Ginkgo biloba: Ginkgo biloba is the last member of the Ginkgoaceae family, which grew on earth some 200 to 250 million years ago. The plant leaves contain unique polyphenols including in terpenoids (ginkgolides, bilobalides), flavonoids, and flavonol glycosides with anti-inflammatory effects. In experimental fibroblast models, the antiradical and antilipoperoxidant effects have been demonstrated to associate with the anti-inflammatory effects . Furthermore, Ginkgo flavonoid fractions such as quercetin, kaempferol, sciadopitysin, ginkgetin, and isoginkgetin have been shown to induce human skin fibroblast proliferation in vitro [52,53]. Thus, ginkgo extracts are applied to many cosmeceuticals as antioxidants and promoters of collagen synthesis after resurfacing based on nonhuman models of oxidative damage.

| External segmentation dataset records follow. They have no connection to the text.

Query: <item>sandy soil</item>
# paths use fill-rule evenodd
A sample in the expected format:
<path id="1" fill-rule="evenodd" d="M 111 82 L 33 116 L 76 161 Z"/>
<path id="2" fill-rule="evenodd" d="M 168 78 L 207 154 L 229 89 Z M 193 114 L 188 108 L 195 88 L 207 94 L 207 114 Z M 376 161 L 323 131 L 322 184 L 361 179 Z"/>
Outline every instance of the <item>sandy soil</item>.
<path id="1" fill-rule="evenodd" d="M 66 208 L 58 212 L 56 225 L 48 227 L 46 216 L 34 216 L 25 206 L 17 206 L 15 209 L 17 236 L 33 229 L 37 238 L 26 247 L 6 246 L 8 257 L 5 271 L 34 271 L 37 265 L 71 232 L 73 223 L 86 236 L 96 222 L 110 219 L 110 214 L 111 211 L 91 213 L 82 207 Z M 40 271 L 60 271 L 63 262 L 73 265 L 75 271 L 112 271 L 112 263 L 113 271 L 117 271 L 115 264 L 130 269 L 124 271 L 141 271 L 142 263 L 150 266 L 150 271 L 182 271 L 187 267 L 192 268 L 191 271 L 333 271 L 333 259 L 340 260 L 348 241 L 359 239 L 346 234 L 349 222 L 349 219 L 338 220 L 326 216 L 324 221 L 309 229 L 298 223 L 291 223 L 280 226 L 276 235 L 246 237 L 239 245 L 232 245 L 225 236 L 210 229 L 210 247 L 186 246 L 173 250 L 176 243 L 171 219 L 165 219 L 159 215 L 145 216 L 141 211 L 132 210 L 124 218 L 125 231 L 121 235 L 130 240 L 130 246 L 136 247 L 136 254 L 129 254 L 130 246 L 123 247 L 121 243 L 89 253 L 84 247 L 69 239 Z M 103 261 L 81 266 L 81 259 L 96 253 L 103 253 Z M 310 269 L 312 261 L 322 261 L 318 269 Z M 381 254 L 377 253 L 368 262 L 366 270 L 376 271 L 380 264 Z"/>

Green tea: Green tea originates in China and has been consumed as a popular beverage in Asia for many years. It recently has gained great popularity in the West resulted from its antioxidant and anticarcinogenic effects . Green tea is derived from the Camellia sinensis plant through special preparation of the tea leaves in the short steaming and no fermentation situation which preserve the antioxidant activities of polyphenols. The active ingredients identified in the leaves are flavanols, commonly known as catechins consists of four major polyphenolic catechins [55,56]. (-)Epigallocatechin-3-Ogallate (EGCG) is the most abundant and biologically active component, and is mainly responsible for the antioxidant effects, down-regulate UV-induced expression of AP-1 and NF-kB, as well as suppress metalloproteinase [57-60].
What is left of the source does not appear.